I read that post as a young Catholic mother, with two young toddlers, and shook with fear. I'd already gotten numerous unsolicited comments "How perfect, one girl and one boy. Now you're done!" I didn't relish becoming more of a spectacle in the grocery store in the future as I cheerfully accepted God's generous gifts of more babies to our household.

Yesterday, my husband announced my pregnancy at his workplace. He received some very sweet and supportive comments. He also received some not so supportive comments.

It's the same story for each and every pregnancy after we received universal praise for conceiving baby number one.

The thing that is different this time, is me.

I don't yet relish the pokes and digs at my openness to life. I'm not leaping for joy in the grocery store line. All the same, a huge difference has occurred. I'm not shocked at suffering for my Catholic faith anymore.

The way I see it now, is if my beloved parish priest Father Willie stops by Whole Food to pick up some organic orange juice to mend his sore throat before Sunday's homily (it's probably a rare trip to Whole Foods given his small salary), he's open to all kinds of attack just by wearing his priest's collar. My beloved Dominican nuns, with their gorgous habits, were asked all manner of embarrassing sexual questions when they appeared on the Oprah show last week.

If our dear Priests and Sisters suffer snide comments every time they leave the parish chapel, why should we Catholic Moms and Dads be any different?

Just as a priest wears his collar, and a nun wears a habit, some of us parents, who were blessed by God with abundance off-spring, will wear our closely space, overwhelmingly active, children around our grocery carts.
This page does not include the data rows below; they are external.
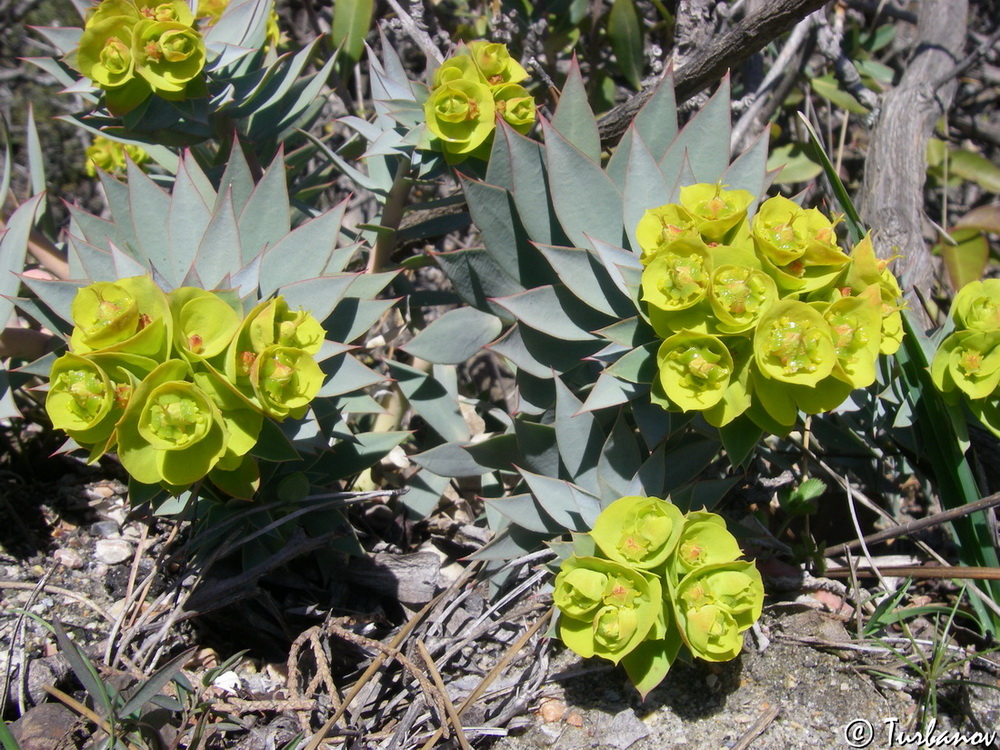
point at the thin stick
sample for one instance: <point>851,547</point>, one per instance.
<point>449,707</point>
<point>905,529</point>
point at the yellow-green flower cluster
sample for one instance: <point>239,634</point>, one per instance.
<point>967,363</point>
<point>109,156</point>
<point>179,384</point>
<point>767,317</point>
<point>133,48</point>
<point>663,578</point>
<point>470,90</point>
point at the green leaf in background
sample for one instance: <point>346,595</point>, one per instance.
<point>975,168</point>
<point>351,20</point>
<point>625,35</point>
<point>827,87</point>
<point>966,261</point>
<point>574,119</point>
<point>455,336</point>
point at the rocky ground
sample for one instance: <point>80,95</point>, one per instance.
<point>803,680</point>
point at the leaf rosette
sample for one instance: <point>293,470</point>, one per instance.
<point>638,531</point>
<point>715,604</point>
<point>617,606</point>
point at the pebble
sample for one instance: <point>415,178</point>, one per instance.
<point>112,551</point>
<point>68,558</point>
<point>105,529</point>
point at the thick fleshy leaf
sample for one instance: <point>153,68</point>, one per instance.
<point>705,139</point>
<point>579,437</point>
<point>13,247</point>
<point>657,120</point>
<point>429,397</point>
<point>625,36</point>
<point>351,20</point>
<point>583,274</point>
<point>455,336</point>
<point>578,184</point>
<point>574,119</point>
<point>478,278</point>
<point>554,311</point>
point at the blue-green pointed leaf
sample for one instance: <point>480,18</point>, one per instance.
<point>579,437</point>
<point>95,230</point>
<point>56,295</point>
<point>657,120</point>
<point>149,207</point>
<point>739,438</point>
<point>434,402</point>
<point>187,221</point>
<point>610,391</point>
<point>526,513</point>
<point>346,375</point>
<point>574,119</point>
<point>620,460</point>
<point>618,163</point>
<point>88,262</point>
<point>347,458</point>
<point>687,455</point>
<point>353,317</point>
<point>318,296</point>
<point>116,197</point>
<point>630,333</point>
<point>266,218</point>
<point>638,366</point>
<point>478,278</point>
<point>538,446</point>
<point>351,19</point>
<point>492,210</point>
<point>302,254</point>
<point>645,187</point>
<point>557,499</point>
<point>450,460</point>
<point>218,252</point>
<point>530,185</point>
<point>13,247</point>
<point>749,170</point>
<point>585,276</point>
<point>586,200</point>
<point>705,138</point>
<point>455,337</point>
<point>237,182</point>
<point>554,311</point>
<point>539,354</point>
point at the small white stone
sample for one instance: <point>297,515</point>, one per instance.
<point>68,558</point>
<point>112,551</point>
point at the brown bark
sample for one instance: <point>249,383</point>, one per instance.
<point>750,35</point>
<point>892,192</point>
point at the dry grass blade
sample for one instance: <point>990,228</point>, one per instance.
<point>456,721</point>
<point>501,665</point>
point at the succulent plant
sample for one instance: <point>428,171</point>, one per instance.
<point>193,332</point>
<point>666,580</point>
Scripture tells that not only are we to bear scoffs meekly and humbly pray for our attackers, we're also to "leap for joy". If we suffer rejection from the world, it means we will have a great reward in heaven.

So this Lent, think about dropping your Saint Catherine's Wheel penance whip and sleeping on the floor like St. Martin of Pours. The cheerful acceptance of trials allowed by God are more valuable than any self-imposed act of penance.

This Lent resolve to take your ego-bruising social interactions on the chin like our big brother Jesus and our wonderful Mom, Mary.

Don't cry in the grocery line. Don't come up with a pity retort.

Instead, leap for joy. Do a little ballet jump. A bunny hop. An Irish Jig. Anything physical to show your great joy at having a chance to suffer for the faith.

At the very least, an unexpected Irish Jig in the grocery aisle will stun your accuser into silence and make all those "excessive" babies, who are currently pleading for gum and chocolate bars, laugh in surprise.